Momo - Self-Hostable AI Memory System

"You, my friend, are just a few plumbs short of a fruit pie." — Momo

Momo is a self-hostable AI memory system written in Rust — inspired by SuperMemory. It provides long-term memory for AI agents using LibSQL's native vector search capabilities — no external vector database required.
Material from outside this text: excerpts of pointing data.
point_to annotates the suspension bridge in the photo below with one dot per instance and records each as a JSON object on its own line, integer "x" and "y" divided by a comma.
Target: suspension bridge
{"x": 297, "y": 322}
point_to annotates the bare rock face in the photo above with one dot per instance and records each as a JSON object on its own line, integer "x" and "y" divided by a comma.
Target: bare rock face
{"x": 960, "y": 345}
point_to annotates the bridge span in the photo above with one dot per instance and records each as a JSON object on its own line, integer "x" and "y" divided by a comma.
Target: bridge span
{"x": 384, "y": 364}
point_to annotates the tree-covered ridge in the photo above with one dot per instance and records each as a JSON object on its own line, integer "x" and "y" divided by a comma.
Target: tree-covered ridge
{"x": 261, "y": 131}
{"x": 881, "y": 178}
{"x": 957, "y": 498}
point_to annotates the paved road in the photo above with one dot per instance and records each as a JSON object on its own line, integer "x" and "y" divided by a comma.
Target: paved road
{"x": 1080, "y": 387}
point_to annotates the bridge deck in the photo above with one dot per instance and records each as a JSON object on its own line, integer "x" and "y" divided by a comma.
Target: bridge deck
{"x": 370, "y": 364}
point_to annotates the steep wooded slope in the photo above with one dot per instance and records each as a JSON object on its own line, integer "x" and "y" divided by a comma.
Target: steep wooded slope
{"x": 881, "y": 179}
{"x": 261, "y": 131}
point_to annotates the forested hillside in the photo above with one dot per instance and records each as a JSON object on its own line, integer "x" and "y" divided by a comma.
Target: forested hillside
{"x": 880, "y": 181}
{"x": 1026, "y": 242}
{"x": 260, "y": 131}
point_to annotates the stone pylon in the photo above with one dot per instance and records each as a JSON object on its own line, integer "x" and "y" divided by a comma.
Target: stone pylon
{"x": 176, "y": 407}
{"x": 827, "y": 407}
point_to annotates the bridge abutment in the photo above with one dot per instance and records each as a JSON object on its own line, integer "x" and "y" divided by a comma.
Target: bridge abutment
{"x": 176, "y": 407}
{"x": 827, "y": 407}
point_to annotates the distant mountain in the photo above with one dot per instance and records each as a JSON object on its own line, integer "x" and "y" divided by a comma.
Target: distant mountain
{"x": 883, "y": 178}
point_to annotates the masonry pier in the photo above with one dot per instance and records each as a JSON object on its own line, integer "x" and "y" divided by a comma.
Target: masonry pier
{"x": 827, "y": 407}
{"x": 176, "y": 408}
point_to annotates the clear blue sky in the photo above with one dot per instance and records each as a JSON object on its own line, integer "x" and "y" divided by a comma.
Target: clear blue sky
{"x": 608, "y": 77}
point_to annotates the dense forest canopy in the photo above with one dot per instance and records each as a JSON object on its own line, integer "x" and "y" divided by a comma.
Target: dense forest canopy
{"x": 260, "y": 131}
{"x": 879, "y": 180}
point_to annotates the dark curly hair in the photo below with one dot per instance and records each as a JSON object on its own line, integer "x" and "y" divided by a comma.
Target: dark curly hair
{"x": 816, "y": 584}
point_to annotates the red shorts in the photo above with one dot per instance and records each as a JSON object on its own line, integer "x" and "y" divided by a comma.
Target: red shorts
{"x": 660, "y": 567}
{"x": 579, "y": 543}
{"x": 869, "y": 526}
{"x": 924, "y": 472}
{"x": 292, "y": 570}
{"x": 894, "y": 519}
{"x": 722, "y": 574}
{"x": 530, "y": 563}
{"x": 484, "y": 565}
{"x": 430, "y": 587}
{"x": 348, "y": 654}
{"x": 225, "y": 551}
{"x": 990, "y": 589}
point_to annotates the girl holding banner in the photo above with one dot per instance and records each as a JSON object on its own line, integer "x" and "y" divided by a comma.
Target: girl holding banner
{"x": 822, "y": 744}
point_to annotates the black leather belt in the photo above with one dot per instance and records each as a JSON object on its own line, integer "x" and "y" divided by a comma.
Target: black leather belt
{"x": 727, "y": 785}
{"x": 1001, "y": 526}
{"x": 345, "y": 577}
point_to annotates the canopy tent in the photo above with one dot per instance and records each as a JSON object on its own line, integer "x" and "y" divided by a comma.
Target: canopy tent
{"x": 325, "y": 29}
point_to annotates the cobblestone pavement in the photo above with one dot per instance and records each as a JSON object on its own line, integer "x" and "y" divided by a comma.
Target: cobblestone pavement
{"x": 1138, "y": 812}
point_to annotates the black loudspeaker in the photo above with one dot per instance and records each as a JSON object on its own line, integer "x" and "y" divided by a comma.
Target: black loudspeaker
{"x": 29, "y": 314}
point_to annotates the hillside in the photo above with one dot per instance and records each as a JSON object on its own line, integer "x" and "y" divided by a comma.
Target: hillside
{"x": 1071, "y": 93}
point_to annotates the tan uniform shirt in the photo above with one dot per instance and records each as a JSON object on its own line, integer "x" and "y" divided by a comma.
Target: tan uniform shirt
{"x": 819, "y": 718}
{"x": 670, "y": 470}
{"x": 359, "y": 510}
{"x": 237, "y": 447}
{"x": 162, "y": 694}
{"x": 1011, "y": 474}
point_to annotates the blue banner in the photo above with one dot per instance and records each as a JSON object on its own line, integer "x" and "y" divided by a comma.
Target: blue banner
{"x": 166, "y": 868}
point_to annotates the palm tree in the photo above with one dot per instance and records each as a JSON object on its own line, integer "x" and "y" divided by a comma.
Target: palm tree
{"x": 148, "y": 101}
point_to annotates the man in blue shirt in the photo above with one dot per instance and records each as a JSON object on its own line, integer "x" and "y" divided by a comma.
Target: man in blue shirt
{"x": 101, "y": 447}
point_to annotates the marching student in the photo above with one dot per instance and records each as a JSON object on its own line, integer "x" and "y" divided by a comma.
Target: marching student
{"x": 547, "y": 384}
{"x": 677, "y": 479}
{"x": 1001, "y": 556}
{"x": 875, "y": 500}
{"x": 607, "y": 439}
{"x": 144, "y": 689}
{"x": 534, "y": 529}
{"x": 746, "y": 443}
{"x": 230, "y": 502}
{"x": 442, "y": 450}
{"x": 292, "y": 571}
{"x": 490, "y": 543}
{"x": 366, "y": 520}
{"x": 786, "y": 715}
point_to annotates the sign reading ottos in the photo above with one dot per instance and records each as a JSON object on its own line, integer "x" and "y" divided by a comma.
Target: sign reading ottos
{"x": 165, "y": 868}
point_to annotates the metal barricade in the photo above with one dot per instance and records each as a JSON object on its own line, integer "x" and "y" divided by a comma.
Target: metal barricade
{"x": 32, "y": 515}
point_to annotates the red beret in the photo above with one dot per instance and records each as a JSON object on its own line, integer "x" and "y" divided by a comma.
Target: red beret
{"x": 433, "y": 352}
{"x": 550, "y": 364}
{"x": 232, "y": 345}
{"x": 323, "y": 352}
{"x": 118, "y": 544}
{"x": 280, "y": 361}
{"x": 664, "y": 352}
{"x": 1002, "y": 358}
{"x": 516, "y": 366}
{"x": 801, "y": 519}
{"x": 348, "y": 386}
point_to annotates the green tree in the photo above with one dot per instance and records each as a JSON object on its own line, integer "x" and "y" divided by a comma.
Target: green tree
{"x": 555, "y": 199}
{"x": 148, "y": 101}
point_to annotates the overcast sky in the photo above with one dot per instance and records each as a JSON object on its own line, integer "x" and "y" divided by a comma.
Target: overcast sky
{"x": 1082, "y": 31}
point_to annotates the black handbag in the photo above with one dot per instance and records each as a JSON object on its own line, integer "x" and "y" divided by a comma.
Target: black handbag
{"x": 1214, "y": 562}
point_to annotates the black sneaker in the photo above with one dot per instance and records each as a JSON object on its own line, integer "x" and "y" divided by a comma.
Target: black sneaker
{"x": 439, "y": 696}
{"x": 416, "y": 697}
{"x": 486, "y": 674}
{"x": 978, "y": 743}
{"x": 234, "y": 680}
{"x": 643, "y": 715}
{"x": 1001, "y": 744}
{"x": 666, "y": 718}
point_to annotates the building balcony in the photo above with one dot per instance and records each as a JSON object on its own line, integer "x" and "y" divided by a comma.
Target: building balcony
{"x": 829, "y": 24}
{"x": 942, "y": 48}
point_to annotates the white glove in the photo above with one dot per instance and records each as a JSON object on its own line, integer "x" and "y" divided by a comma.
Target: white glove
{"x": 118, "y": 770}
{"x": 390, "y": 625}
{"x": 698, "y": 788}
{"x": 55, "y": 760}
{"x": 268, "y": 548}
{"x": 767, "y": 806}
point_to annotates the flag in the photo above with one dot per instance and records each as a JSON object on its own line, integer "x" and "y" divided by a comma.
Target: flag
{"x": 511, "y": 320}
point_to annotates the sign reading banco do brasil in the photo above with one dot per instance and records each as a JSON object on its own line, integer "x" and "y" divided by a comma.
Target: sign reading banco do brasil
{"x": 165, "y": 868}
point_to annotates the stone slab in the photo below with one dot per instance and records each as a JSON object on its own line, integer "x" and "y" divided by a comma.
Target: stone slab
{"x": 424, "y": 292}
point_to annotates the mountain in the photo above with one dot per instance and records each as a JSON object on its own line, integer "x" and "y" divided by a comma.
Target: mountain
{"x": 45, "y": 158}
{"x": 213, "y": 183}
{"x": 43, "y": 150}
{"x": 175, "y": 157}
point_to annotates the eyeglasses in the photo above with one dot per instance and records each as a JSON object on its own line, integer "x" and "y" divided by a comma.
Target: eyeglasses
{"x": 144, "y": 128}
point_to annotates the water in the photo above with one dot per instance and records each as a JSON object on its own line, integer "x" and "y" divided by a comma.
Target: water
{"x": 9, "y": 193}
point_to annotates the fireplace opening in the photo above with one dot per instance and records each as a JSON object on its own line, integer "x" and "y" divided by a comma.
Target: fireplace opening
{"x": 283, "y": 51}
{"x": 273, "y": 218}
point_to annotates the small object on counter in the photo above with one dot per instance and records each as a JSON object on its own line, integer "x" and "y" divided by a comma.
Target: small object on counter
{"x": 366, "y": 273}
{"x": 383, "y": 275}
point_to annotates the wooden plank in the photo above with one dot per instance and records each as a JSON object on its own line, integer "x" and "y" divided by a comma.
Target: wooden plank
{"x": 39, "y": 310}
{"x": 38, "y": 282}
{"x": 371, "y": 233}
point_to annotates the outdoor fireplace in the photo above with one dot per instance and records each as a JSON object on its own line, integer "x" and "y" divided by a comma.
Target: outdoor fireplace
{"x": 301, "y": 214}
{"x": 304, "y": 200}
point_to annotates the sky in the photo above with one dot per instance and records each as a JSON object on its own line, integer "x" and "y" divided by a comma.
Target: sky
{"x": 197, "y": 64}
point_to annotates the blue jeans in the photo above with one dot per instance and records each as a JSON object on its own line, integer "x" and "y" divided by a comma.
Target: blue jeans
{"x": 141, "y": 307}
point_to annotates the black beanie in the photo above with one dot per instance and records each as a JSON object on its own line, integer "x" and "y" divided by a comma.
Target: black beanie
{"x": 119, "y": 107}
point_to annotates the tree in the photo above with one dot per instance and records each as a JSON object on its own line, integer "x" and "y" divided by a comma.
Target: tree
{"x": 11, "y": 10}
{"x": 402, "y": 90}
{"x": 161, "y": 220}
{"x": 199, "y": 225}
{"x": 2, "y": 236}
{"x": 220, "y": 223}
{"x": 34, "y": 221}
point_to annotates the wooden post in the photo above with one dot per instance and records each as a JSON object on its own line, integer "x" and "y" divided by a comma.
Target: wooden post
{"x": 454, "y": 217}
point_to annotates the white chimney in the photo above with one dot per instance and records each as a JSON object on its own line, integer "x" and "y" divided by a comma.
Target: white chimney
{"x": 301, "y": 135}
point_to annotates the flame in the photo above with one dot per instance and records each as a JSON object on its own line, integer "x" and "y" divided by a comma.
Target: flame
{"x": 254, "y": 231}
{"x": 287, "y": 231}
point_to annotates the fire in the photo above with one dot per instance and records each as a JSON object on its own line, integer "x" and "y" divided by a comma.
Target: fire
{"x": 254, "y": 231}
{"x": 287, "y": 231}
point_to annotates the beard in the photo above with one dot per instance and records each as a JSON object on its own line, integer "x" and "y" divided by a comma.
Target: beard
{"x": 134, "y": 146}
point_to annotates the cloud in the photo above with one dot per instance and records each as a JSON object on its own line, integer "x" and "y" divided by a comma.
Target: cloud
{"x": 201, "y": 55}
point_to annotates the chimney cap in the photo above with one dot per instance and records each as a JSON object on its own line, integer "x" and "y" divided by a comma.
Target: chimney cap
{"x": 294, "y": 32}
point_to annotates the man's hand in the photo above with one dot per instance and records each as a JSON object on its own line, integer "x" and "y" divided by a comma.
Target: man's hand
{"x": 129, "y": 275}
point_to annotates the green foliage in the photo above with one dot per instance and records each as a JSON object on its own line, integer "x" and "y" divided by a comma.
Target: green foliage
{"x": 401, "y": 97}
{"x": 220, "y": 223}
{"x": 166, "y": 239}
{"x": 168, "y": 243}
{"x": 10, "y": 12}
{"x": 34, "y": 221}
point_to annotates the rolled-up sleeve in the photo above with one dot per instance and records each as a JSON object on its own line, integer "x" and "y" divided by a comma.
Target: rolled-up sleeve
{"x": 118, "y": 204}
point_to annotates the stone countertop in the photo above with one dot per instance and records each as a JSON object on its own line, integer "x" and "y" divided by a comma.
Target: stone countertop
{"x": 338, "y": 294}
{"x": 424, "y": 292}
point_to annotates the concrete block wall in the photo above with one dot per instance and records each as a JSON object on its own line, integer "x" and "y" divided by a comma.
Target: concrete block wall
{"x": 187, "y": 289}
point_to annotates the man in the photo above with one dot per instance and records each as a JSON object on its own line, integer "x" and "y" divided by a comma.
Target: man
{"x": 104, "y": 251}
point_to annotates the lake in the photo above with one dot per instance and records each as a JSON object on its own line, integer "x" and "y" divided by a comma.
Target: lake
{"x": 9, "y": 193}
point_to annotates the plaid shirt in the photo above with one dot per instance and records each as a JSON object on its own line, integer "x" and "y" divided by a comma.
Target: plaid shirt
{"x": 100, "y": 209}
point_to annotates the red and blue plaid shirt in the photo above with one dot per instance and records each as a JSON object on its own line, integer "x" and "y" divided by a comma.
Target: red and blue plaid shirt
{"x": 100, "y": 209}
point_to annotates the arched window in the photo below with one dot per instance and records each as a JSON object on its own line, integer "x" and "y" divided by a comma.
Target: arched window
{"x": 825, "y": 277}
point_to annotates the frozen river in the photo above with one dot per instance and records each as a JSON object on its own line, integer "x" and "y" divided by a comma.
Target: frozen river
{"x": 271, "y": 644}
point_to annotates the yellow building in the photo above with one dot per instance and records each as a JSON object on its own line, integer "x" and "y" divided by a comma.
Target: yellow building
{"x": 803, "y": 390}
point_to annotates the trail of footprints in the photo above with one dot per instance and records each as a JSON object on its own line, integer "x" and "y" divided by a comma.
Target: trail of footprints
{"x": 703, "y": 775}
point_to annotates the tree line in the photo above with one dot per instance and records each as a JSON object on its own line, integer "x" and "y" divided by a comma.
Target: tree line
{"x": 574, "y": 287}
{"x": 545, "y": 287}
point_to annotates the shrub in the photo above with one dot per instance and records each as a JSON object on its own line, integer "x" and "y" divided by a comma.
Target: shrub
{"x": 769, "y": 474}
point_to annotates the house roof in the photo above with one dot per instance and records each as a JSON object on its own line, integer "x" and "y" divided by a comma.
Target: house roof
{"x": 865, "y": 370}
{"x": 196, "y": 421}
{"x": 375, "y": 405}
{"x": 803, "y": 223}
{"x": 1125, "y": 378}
Single binary, runs anywhere.

Quick Start
Features
Documentation
SDKs
Docker
Process Isolation
Development
Maintainers
Contributing
Credits
License

Quick Start

The fastest way to get Momo running is via Docker:

docker run --name momo -d --restart unless-stopped -p 3000:3000 -e MOMO_API_KEYS=dev-key -v momo-data:/data ghcr.io/momomemory/momo:latest

export API_KEY=dev-key

Then open:

Web console: http://localhost:3000/
API docs: http://localhost:3000/api/v1/docs
MCP endpoint: http://localhost:3000/mcp

Add a Memory

curl -X POST http://localhost:3000/api/v1/conversations:ingest \
  -H "Authorization: Bearer ${API_KEY}" \
  -H "Content-Type: application/json" \
  -d '{"messages": [{"role": "user", "content": "I prefer dark mode"}], "containerTag": "user_1"}'

Search Everything

curl -X POST http://localhost:3000/api/v1/search \
  -H "Authorization: Bearer ${API_KEY}" \
  -H "Content-Type: application/json" \
  -d '{"q": "What are the user preferences?", "containerTags": ["user_1"], "scope": "hybrid"}'

Use As MCP Server

Momo includes a built-in MCP server (streamable HTTP) compatible with Supermemory-style workflows.

{
  "mcpServers": {
    "momo": {
      "url": "http://localhost:3000/mcp",
      "headers": {
        "Authorization": "Bearer your_momo_api_key",
        "x-sm-project": "default"
      }
    }
  }
}

Provided MCP primitives:

Tools: memory, recall, listProjects, whoAmI
Resources: supermemory://profile, supermemory://projects
Prompt: context

For handshake details, manual curl testing, and troubleshooting, see MCP Guide.

Features

Vector Search: Native LibSQL vector embeddings (no external vector DB needed)
Embedded Web Console: Bun + Preact UI embedded in the binary and served from /
Local AI Pipeline: Built-in support for local embeddings (FastEmbed) and transcription (Whisper)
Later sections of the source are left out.